Indeed, nothing indicates that the Chinese have built in the type of hyper connectivity and sensor fusions that make the US's fifth-generation fighters so groundbreaking. Of the F-35 in particular, Bronk said: "Pilots are not spending a huge amount of time managing inputs - the machine does it for him. It produces one unified picture, which he can then interrogate as required."
This gives F-35 pilots a situational awareness the Chinese most likely leverage in combat.
But what exactly goes on under the hood of the J-20 remains a mystery.

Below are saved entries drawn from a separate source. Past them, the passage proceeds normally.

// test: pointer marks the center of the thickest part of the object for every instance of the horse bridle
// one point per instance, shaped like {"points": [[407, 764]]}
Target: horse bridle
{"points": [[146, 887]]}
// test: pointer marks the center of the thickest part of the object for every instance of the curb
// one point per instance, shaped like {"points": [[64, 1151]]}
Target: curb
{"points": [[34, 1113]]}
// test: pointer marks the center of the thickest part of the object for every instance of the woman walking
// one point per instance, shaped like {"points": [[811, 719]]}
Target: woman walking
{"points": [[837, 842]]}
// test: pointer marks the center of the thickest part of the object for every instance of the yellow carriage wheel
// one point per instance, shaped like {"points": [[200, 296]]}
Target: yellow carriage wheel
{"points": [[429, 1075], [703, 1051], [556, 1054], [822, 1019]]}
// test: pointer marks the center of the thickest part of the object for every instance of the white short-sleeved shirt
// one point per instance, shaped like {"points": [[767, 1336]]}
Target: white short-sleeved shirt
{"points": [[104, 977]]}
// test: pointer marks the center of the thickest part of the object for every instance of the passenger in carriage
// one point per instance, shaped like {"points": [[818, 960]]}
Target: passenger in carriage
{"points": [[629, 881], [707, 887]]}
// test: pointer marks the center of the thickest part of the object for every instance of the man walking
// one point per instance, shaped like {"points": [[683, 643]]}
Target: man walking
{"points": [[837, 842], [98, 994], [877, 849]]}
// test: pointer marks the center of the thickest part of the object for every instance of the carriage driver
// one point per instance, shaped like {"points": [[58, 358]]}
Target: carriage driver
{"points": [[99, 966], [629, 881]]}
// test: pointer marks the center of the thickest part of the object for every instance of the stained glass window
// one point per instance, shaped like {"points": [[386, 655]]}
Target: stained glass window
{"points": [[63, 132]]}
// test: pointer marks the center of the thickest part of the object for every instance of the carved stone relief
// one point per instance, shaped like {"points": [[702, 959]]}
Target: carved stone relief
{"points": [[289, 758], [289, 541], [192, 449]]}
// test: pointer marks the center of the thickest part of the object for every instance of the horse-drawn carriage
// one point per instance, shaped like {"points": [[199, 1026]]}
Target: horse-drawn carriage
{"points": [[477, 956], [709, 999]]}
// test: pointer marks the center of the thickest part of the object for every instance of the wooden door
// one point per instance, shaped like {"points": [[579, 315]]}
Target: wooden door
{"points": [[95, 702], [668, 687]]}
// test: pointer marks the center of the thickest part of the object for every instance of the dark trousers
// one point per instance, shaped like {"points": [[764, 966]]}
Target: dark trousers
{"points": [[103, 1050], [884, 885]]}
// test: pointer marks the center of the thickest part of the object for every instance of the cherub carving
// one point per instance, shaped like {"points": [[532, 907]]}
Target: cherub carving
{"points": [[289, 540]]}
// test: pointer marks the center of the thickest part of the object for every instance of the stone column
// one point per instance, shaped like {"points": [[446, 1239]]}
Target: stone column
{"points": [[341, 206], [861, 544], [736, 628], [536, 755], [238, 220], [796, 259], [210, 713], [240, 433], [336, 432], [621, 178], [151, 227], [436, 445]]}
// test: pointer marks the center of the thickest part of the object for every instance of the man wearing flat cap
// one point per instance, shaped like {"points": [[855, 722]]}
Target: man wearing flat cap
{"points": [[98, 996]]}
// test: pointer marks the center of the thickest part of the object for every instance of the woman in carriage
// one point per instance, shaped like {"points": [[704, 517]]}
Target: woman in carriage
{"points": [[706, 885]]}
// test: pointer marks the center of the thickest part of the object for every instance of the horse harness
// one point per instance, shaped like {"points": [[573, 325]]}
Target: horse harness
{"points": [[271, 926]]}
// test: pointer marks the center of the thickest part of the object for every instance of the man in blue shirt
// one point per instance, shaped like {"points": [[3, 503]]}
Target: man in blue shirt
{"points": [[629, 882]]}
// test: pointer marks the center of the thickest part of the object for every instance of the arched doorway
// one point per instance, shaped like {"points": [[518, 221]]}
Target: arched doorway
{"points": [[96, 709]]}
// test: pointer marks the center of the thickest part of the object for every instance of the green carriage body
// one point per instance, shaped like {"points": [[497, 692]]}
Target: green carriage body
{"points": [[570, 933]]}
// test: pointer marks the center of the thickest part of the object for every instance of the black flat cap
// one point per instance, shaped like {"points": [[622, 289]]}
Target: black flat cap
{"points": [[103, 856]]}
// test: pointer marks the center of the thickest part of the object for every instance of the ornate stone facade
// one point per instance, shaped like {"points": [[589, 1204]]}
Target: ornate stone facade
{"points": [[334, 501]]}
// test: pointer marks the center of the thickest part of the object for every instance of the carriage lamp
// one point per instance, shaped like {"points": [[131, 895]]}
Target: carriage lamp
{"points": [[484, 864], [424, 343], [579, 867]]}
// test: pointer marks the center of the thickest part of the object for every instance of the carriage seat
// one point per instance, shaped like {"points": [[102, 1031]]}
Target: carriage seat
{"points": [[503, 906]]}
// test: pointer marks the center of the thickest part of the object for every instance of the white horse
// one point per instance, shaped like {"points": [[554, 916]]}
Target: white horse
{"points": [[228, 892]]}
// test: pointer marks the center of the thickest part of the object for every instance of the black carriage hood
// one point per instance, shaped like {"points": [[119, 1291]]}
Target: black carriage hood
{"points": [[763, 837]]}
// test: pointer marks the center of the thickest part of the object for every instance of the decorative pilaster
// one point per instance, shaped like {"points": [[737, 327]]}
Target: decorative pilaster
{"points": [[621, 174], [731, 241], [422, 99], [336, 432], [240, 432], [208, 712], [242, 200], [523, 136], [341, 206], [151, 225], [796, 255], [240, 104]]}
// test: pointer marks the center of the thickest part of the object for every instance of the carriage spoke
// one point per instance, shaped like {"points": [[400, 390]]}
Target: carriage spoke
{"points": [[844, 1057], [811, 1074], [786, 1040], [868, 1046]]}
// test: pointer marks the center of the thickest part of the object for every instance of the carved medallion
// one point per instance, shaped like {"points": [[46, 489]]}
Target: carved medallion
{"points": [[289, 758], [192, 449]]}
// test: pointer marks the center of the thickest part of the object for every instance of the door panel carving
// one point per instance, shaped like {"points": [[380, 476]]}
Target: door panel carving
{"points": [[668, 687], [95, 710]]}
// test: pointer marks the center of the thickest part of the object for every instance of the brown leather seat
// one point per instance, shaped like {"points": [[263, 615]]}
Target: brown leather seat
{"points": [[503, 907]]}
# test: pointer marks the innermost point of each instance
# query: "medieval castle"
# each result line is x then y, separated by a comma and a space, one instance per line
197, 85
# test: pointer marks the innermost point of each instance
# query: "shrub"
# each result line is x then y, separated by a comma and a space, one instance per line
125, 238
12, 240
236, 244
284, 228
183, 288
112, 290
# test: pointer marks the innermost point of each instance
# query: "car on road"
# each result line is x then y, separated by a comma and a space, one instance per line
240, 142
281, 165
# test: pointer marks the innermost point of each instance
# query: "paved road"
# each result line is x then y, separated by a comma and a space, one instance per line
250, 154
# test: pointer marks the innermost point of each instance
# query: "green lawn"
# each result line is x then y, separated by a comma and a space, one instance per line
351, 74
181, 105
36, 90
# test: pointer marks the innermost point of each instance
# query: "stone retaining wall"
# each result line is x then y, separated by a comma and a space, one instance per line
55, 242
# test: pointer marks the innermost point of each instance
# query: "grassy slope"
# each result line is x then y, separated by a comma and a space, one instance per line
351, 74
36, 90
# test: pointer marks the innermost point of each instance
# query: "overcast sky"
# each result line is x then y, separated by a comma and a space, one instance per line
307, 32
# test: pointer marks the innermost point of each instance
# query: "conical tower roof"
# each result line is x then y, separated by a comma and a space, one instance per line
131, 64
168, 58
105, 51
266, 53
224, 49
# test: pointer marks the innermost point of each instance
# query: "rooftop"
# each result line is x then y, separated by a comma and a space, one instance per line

What is known is that the Chinese have managed to steal a considerable amount of info from US defense aviation projects.
"We don't know how much F-35 technology the Chinese have managed to steal," Bronk said, adding that while it was "impossible to say for sure" what the J-20 is capable of, common sense dictates that the "the sensor fusion and network integration is significantly behind what the US has managed with the F-35 and F-22.
"This is purely based on the fact that sensor fusion has taken the most effort, time, and money," he continued.
But one-on-one combat scenarios or feature-for-feature comparisons don't capture the real threat of the J-20.
Long-range stealth fighters, if fielded in large numbers along with older Chinese aircraft, surface-to-air missile batteries, radar outposts, missiles, and electronic-warfare units, present another wrinkle in an already complicated and fraught operating envelope for US and allied forces in the Pacific.
But is it real?
Whether the Chinese will actually be able to field this plane by 2018, as Beijing has projected, remains the real question.
Bronk pointed out that it took a decade between US developers building a flying model of the F-22 and getting real, capable F-22s in the air. Even if the Chinese have accelerated the process through espionage, Bronk says, "We know how much money and time it takes to make a lethal and effective fighter like the F-22," and it's "very unlikely that China is that far along."
Additionally, the J-20s in Zhuhai flew for only about one minute. They didn't do low passes. They didn't open up the weapons bay. They didn't do much except fly around a single time.
"We learned very little," Greg Waldron, the Asia managing editor of FlightGlobal, told Reuters. "We learned it is very loud. But we can't tell what type of engine it has, or very much about the mobility."
Bronk speculates that the models on display at Airshow China were not much more than showpieces: "It's possible that the aircraft that were shown are still instrumented production aircraft," or planes with "loads of sensors to monitor performance" instead of in a combat-ready formation.
Bronk points out that the aircraft most likely flew with underpowered engines and not the engines that would fly on the final version. "Engine performance is a key function of any aircraft," he said, adding, "China and Russia continue to lag behind because of the really top-end manufacturing processes you need" to create and tune high-quality aircraft engines.
So while China's new "impressive low-observable heavy strike" fighters could change the balance of power in the Pacific, whether they can field the planes in significantly large numbers at any time in the near future remains an open question.